Um viertel vor fünf erscheint der Gewerbepolizeileiter Marc Heeb wieder auf dem Gelände. Er bringt eine Kopie des Räumungsantrags, den die Stadt als Eigentümerin des Grundstücks bei der Polizei gestellt hat. Venanz Nobel freut sich. «Das ist noch keine Verfügung.» Der Ball liege nun bei der Polizei. Diese stelle auf den Antrag hin die Räumungsverfügung aus. Es liege aber in ihrem Ermessen, wann sie räume. Es könne Stunden dauern oder Monate. Die Jenischen hoffen auf Zeit. Ausserdem haben sie die Koordinaten eines neuen Ansprechpartners, den Leiter der Immobilien der Stadt Bern. Sie wollen nun ihm, dem Zuständigen, ihr Angebot unterbreiten.

Beginn der Räumung

Um halb sieben am nächsten Morgen kommt die Polizei. Sie beginnt mit dem Räumen. Abschleppwagen laden einzelne Autos auf. Die Wohnwagen lassen die Polizisten vorerst stehen. Die Jenischen schauen zu und filmen die Szene mit ihrem Handy. Zum Teil scherzen sie gar mit den Polizisten. «Die Polizisten machen ja auch nur ihre Arbeit», meint Pia Birchler. Sie füllt gerade die Waschmaschine im Kofferraum ihres Minivans. «Bis es soweit ist, habe ich noch etwas gewaschen. Aber es ist eine durchzogene Sache. Wie das Wetter. Bewölkt.» Birchler zeigt auf die Wolken am Morgenhimmel.

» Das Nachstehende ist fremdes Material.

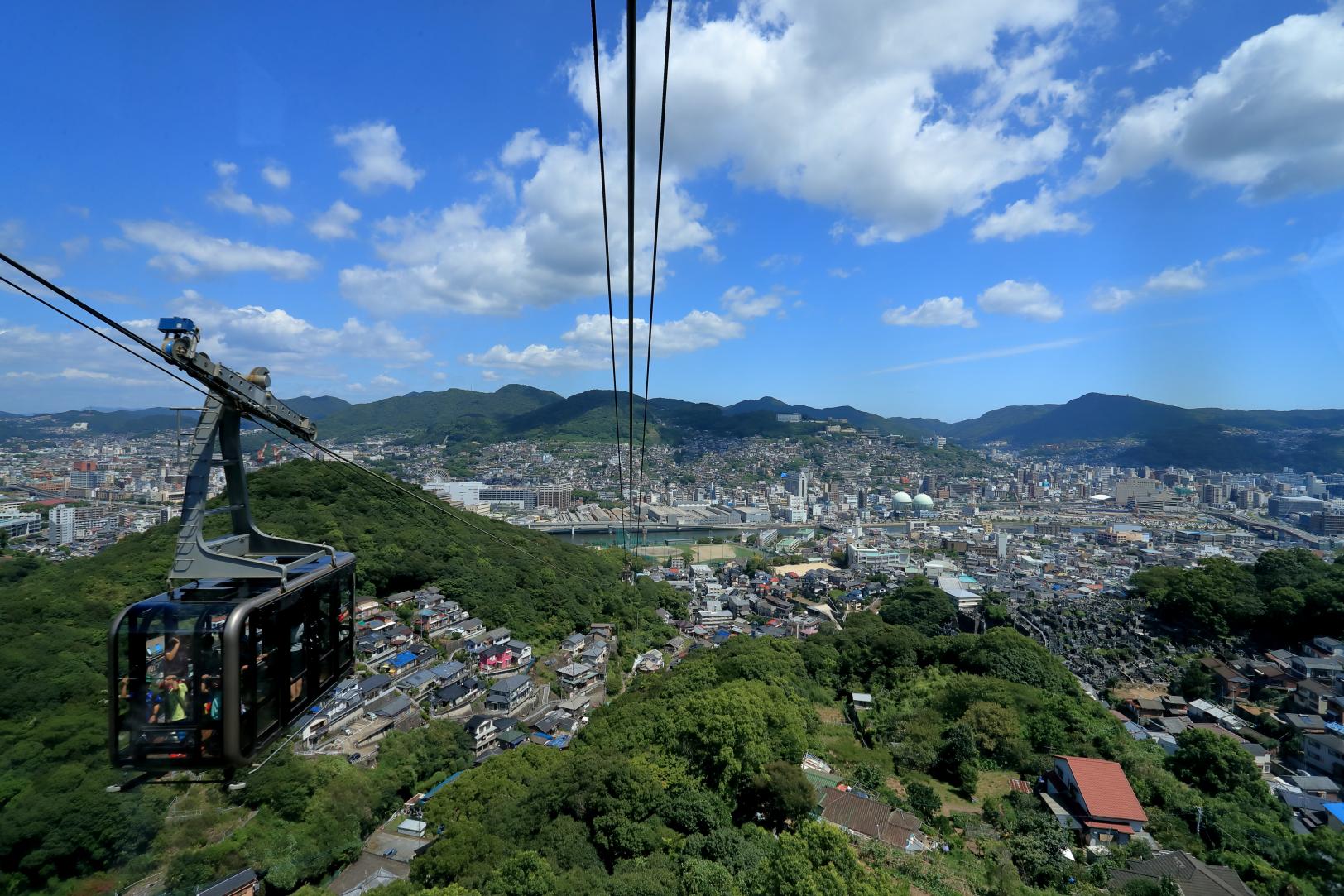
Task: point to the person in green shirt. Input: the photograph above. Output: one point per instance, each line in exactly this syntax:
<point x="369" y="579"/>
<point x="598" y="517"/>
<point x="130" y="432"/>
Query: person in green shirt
<point x="172" y="706"/>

Die Räumung geht langsam voran. Die Jenischen stellen sich dem Abschleppwagen mit Transparenten in den Weg. Dieser fährt um den Platz herum und holt sich ein Auto am Rand des Camps. Unterdessen sind Vertreterinnen von Amnesty International eingetroffen. Sie beobachten, sprechen mit den Leuten und beraten.

«Mir wänd Platz für öises Volk»

Um halb elf gibt die Polizei eine kleine Pressekonferenz. Marc Heeb informiert, dass nun die Kantonspolizei zuständig sei. Mediensprecher Christoph Gnägi übernimmt. Die Situation habe sich verändert. Nun müsse man Abklärungen treffen und beraten. Die Jenischen würden passiven Widerstand leisten. Sie hätten ihr Versprechen, die Autoschlüssel auszuhändigen, nicht eingehalten. «Das stimmt nicht. Die wollten meinen Schlüssel nicht. Ich habe ihn angeboten.» sagt Claude Gerzner dazu.Sein Auto wurde am Morgen als erstes abtransportiert.

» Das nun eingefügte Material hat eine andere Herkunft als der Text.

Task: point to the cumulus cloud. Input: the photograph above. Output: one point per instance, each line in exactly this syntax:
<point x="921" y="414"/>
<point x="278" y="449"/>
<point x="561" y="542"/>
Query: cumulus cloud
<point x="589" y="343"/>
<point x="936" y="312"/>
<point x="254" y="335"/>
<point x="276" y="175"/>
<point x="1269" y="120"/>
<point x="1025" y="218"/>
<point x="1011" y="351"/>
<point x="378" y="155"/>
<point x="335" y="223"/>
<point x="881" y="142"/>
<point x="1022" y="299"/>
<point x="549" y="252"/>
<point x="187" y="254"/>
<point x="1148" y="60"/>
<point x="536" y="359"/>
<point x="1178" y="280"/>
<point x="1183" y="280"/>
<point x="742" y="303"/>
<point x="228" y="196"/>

«Es ist eine Schande. Mein Grossvater wurde im KZ vergast, ich war ein sogenanntes Kind der Landstrasse und meinen Kindern nehmen sie das Zuhause weg. Dabei bin ich Schweizer und zahle Steuern und zwar nicht wenig.»

Die Abschleppwagen sind parkiert. Die Polizisten stehen herum. Die Jenischen diskutieren miteinander und geben Interviews. Bei einigen Wohnwagen wird das Mittagessen gekocht. Man wartet auf die nächsten Schritte der Polizei. Ein junger Mann holt die Gitarre und improvisiert einen Protestsong: «Mir wänd Platz für öises Volk. Öisy Fraue wänd es Läbe!»

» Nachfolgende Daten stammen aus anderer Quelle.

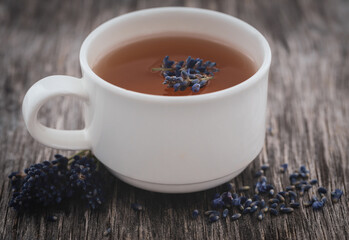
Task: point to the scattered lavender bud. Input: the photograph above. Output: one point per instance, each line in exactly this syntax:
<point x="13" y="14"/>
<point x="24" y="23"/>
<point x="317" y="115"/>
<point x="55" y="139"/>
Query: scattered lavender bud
<point x="255" y="203"/>
<point x="324" y="200"/>
<point x="273" y="211"/>
<point x="264" y="167"/>
<point x="235" y="216"/>
<point x="256" y="197"/>
<point x="244" y="188"/>
<point x="225" y="213"/>
<point x="49" y="182"/>
<point x="213" y="218"/>
<point x="274" y="205"/>
<point x="295" y="205"/>
<point x="283" y="167"/>
<point x="290" y="188"/>
<point x="195" y="214"/>
<point x="336" y="195"/>
<point x="191" y="72"/>
<point x="253" y="209"/>
<point x="243" y="199"/>
<point x="265" y="209"/>
<point x="217" y="203"/>
<point x="322" y="190"/>
<point x="292" y="195"/>
<point x="107" y="232"/>
<point x="274" y="200"/>
<point x="308" y="203"/>
<point x="280" y="197"/>
<point x="246" y="210"/>
<point x="313" y="181"/>
<point x="317" y="205"/>
<point x="137" y="207"/>
<point x="262" y="203"/>
<point x="286" y="210"/>
<point x="271" y="192"/>
<point x="260" y="216"/>
<point x="52" y="218"/>
<point x="248" y="202"/>
<point x="259" y="173"/>
<point x="307" y="187"/>
<point x="209" y="212"/>
<point x="229" y="186"/>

Um 16 Uhr beginnt die Räumung. Obwohl die Polizisten freundlich sind, weckt das Szenario beklemmende Erinnerungen.

«Ich kann es nicht fassen.» Venanz Nobel ist ausser sich: «Um halb zwei hat mir Regierungsrat Christoph Neuhaus am Telefon gesagt, er habe in zwei Stunden einen alternativen Platz für uns. Um viertel vor vier ruft er mich an und sagt, er könne nichts machen, der Ball sei bei der Stadt.»